Eiseles Kompanie wurde in den von Barrikaden, MG-Nestern und Minenfallen gespickten Straßen immer wieder in verlustreiche Häuserkämpfe verwickelt. Scharfschützenüberfälle, mutige Gegenangriffe und starke Bunkeranlagen forderten von den Landsern einen hohen Preis. In kleinen Stoßtrupps und Kampfgruppen musste Haus um Haus erobert werden. In perfekter Zusammenarbeit mit anderen Regimentern gelang es schließlich, bis in den stark befestigten Stadtkern von Rostow vorzustoßen und schließlich die Räumung der Stadt zu erzwingen!

Besonderen Anteil an diesem Erfolg hatte Eiseles Regimentskommandeur, Oberst Alfred-Hermann Reinhardt, welcher bereits das Ritterkreuz trug. Später zum Divisionskommandeur aufgestiegen, sollte der erfahrene Veteran bei Kriegsende auch Eichenlaub und Schwerter tragen.

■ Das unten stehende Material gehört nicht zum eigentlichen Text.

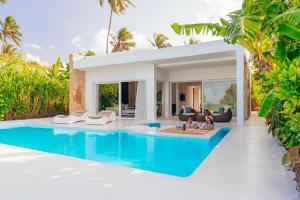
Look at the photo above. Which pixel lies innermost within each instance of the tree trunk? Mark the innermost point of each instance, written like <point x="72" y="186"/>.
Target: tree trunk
<point x="108" y="31"/>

Nach dem Sieg von Rostow stieß die 125. Infanteriedivision in hohem Tempo (300 km in 16 Tagen) kämpfend in den Kaukasus vor und erreichte Anfang August den Raum Krasnadar.

Wenige Tage nach seiner Beförderung zum Oberleutnant (15.07.42) durchschlug eine Karabinerkugel Eiseles Oberschenkel, doch trotz hohen Blutverlusts schaffte es der Kompaniechef bis zum Lazarett. Er erholte sich recht schnell und erhielt im Oktober seine Rückversetzung zur 125. Infanteriedivision. Doch das Schicksal sollte Alois Eisele wo anders hin verschlagen. Als jener Truppenzug, der Eisele zu seinem Regiment bringen sollte, in einen Angriff feindlicher Truppen geriet, raffte der Oberleutnant kurzentschlossen einige Landser zusammen und leistete hartnäckigen Widerstand. Nahtlos dem Infanterieregiment 61 der nahen 7. ID unterstellt, stand die „Gruppe Eisele“ tagelange Gefechte bei Gshatsk durch. Nach Ausfall vieler Offiziere die 9. Kompanie übernehmend, machte der Württemberger auf seinen Kommandeur dermaßen viel Eindruck, dass dieser für die fixe Unterstellung des erfahrenen Oberleutnants sorgte. So wurde Alois Eisele plötzlich der erste und einzige nicht-bayrische Offizier im traditionsreichen Grenadierregiment 61!

Weder die Bayern, noch ihr „ausländischer Gast“ sollten es je bereuen...

Mit 10. März 1943 bereits zum Hauptmann befördert, führte Eisele alsbald das III. Bataillon,  erlebte schwere Abwehrschlachten bei Spas Demensk und sammelte in den vielen Gefechtswochen zahlreiche Nahkampf- und Sturmtage. Bei Kursk (Operation „Zitadelle“) sah sich das Bataillon einer großen Übermacht gegenüber und biss sich in Mitten von Trommelfeuer, Minenfeldern und Panzerangriffen fest. Oftmals nur in verlustreichen Stoßtrupps konnten Erfolge erzielt werden. Hauptmann Eisele schonte sich hier nicht und sammelte bei Kursk erneut viele Nahkampftage. Eine Granatsplitterverwundung im Juli sowie eine weitere Verletzung an der Hand im August konnten den Württemberger nur kurz bremsen. Für seine Leistungen erhielt er zu dieser Zeit das Deutsche Kreuz in Gold verliehen, nach Schlachten an der Dessna und an der Gomel wurde mit 27.10.43 die Nahkampfspange in Silber in Eiseles Soldbuch eingetragen. Aber es kam noch besser...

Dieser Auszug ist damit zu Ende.